Она смотрела ему в глаза и чувствовала, что ей с ним очень хорошо. Гречихин уловил это, подумал, что теперь верить ей можно, и попросил только еще к зубному пойти.

— Ух, бормашины боюсь! А драть будут — заору от боли и залью слезами всё кресло.

«Ещё расщепление, — думал Гречихин. — Одновременно зубная боль и приятна ей, как людская, и кресло слезами зальёт. Отстраненность проклятая — сидит, как в стеклянном колпаке. Говорим, а контакта человеческого, созвучия, которое даже в разговоре с пьяным на улице чувствуешь, тут нет. Швейцарец Клёзи интересно устраивал: толкали неожиданно шизофреников в бассейн с водой, пробуждая так в них чувство самосохранения, и выплывали они более мягкими, доступными; вроде того, как попавшему внезапно в беду пожаловаться хочется».
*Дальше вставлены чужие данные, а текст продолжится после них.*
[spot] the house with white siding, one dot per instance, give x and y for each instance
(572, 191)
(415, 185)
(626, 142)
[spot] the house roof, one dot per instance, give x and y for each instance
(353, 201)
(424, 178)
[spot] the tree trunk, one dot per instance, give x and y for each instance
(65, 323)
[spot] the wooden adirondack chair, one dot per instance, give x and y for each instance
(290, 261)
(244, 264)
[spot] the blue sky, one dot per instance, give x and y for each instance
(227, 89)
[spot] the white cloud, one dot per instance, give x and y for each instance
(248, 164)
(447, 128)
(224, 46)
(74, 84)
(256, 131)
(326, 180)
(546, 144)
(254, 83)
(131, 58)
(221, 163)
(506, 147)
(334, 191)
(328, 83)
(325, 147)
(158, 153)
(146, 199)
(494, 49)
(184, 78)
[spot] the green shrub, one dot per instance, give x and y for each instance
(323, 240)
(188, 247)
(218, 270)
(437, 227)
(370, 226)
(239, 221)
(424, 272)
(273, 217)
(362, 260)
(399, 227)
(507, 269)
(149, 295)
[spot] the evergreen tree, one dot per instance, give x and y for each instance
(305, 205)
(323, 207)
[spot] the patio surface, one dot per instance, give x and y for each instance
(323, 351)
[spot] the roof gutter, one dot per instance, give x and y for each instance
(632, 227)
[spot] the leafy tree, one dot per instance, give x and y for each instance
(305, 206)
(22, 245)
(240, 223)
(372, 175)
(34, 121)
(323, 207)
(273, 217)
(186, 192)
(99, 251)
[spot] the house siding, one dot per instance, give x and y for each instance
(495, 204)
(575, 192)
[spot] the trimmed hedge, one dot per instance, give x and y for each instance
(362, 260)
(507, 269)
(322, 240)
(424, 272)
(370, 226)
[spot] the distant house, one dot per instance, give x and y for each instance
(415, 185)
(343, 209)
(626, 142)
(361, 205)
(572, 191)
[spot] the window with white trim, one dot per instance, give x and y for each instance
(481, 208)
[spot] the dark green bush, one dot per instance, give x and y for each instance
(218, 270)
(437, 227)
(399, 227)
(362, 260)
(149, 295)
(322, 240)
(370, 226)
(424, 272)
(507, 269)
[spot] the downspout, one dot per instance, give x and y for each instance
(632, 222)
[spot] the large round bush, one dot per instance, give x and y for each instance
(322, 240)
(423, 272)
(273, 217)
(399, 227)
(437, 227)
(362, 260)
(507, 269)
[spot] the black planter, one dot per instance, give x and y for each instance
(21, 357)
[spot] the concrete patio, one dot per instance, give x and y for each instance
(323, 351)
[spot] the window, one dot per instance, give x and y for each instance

— Мне еще прийти? — спросила Наташа, прощаясь. Боялась, что не пригласит больше, и в то же время чувствовала, что не сможет огорчиться, если не пригласит, а так же, как всегда, по дороге из диспансера, купит в киоске сигареты, несколько астр у метро, полночи пролежит дома в постели с пустой головой и сигаретой и, приняв, наконец, снотворное, заснет химическим сном.

2.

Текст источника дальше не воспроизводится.